The output is typically a binary file containing raw machine code ready to be loaded into RAM and executed, or an object file that a linker will combine with other object files to produce a final executable.
Building a Simple Assembler
A minimal assembler needs:
1. A lexer (tokenizer): Reads the source text character by character and groups characters into tokens — mnemonics, register names, numbers, labels, comments. A token is the smallest meaningful unit. The line MOV A, 42 ; load value produces tokens: MOV, A, ,, 42, with the comment stripped.
2. An opcode table: Maps mnemonic strings to their binary encodings. For a simple 8-bit CPU this might be a two-column table with 50-200 entries. Store it as a sorted array and use binary search for lookup, or as a hash table if you have implemented one.
3. A symbol table: Maps label names to their addresses. Populated during the first pass, consulted during the second pass when labels appear as operands.
4. An expression evaluator: Handles numeric operands that might be constants, labels, or simple arithmetic like BUFFER + 10. At minimum, evaluate decimal and hexadecimal literals and label references.
5. Code emission: Writes bytes to the output file. Keep a location counter tracking the current output address so you know where each instruction will land in memory.
A concrete example for the Z80 CPU: when the assembler sees LD A, (HL), it looks up LD with operands A and (HL) in its opcode table and finds the encoding 0x7E — a single byte. When it sees LD A, n where n is a literal value like 0x3F, it emits two bytes: 0x3A (the opcode for load A with immediate) followed by 0x3F.
Handling Labels
Labels are the assembler’s most important contribution beyond simple opcode translation. A label marks a position in the code — the start of a routine, the target of a jump, the location of a data buffer.

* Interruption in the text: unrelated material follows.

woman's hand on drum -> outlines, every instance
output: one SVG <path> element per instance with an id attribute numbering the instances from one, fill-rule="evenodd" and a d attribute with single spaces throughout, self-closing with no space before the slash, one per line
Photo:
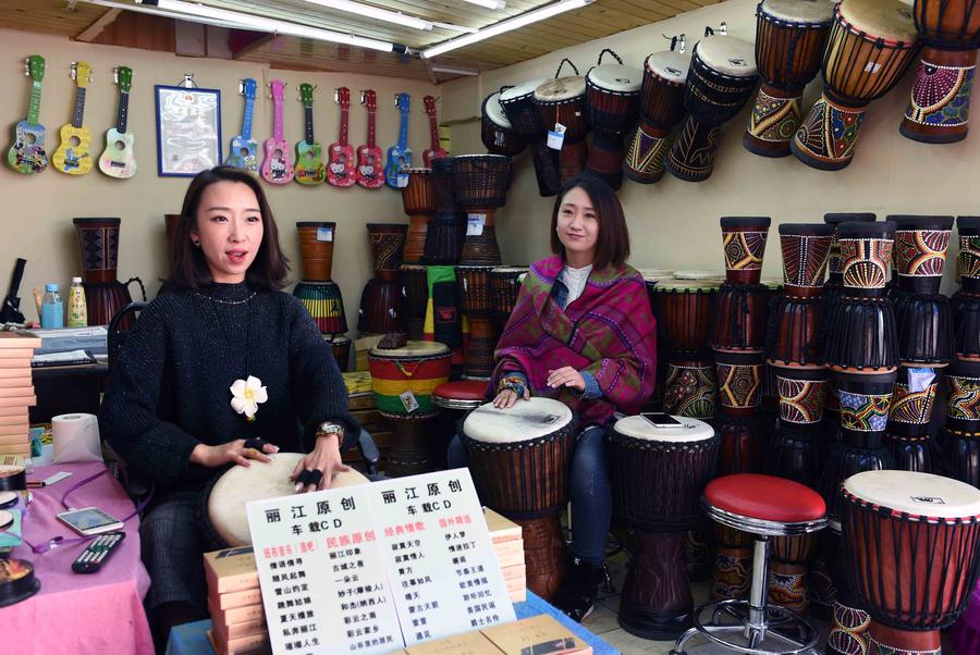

In the source file, a label appears as a name followed by a colon at the start of a line:
LOOP:
LD A, (HL)
INC HL
DJNZ LOOP
LOOP is a label. The instruction DJNZ LOOP means “decrement register B, jump to LOOP if not zero.” During the first pass, the assembler records LOOP = <current address>. During the second pass, when it processes DJNZ LOOP, it looks up LOOP in the symbol table, computes the relative offset from the current instruction to the target, and encodes that offset in the jump instruction.
For absolute jumps, the label’s address is encoded directly. For relative jumps (common on 8-bit processors to save space), the offset is the difference between the target address and the address of the instruction following the jump — a signed byte, typically, allowing jumps of -128 to +127 bytes.
Forward references — jumping to a label defined later — require two passes. The first pass discovers all label addresses; the second pass fills in all label references.
Directives
Beyond instructions, assemblers recognize directives — commands to the assembler itself rather than to the CPU. Common directives:
ORG address — set the location counter to a specific address. Tells the assembler where this code will be loaded in memory. Critical for getting addresses right.
DB value, value, ... — define byte(s). Embeds literal bytes into the output. Used for data tables, strings, constants.
DW value, value, ... — define word(s). Embeds 16-bit values.
DS count — define storage. Reserves a block of uninitialized memory.
EQU name, value — equate. Creates a symbolic constant without allocating memory. Lets you write SCREEN_WIDTH EQU 80 and then use SCREEN_WIDTH throughout the code instead of the magic number 80.
INCLUDE filename — include another source file. Allows splitting large programs across multiple files.
Cross-Assemblers
If you have an existing computer available, you can write an assembler for your target CPU on that machine. This is called cross-assembly: assembling code for one architecture on a different architecture.
This approach was used throughout the history of embedded systems. Engineers at companies with mainframes wrote assemblers for the new 8-bit microprocessors on those mainframes, then loaded the output onto the new chip via paper tape or ROM programmer. For rebuilders who have access to a working computer of any kind, writing a cross-assembler is far easier than bootstrapping an assembler on the target machine itself.
A cross-assembler is just a regular program that happens to know the opcode table of a different CPU. Write it in any available language — C, Python, BASIC. Its input is assembly source text; its output is a binary file that can be transferred to the target machine.
Bootstrap Problem
The deepest challenge in assembler construction is the bootstrap problem: to write an assembler for a new machine, you need to program that machine, but programming without an assembler is painful. The traditional solution is to hand-assemble a tiny assembler — perhaps only a few hundred bytes — directly in machine code. This minimal assembler handles only the most basic instructions and directives. You use it to assemble a more capable assembler written in assembly language. That assembler can then assemble itself plus any other program you write.
This self-hosting capability — the assembler assembling itself — is both a practical milestone and a philosophical landmark. The tool has become capable enough to reproduce itself.
Practical Notes for Rebuilders
Start with the simplest possible assembler for your CPU: no macros, no conditional assembly, no fancy expressions. Get instruction encoding and label resolution working first. Expand features as you discover you need them.
Write the opcode table from the CPU’s data sheet, checking each entry against the reference as you transcribe it. Errors in the opcode table will produce subtly wrong code that is very hard to debug.
Keep the assembler source code itself in assembly language once the bootstrap is complete. An assembler written in its own target language is the most portable documentation of that CPU’s capabilities.
Test every instruction against known correct machine code. Encode a short test program by hand, then assemble the same program and compare. Any discrepancy means a bug in the opcode table or operand encoding logic.
The assembler is not glamorous, but everything that follows depends on it working correctly. Invest the time to make it solid.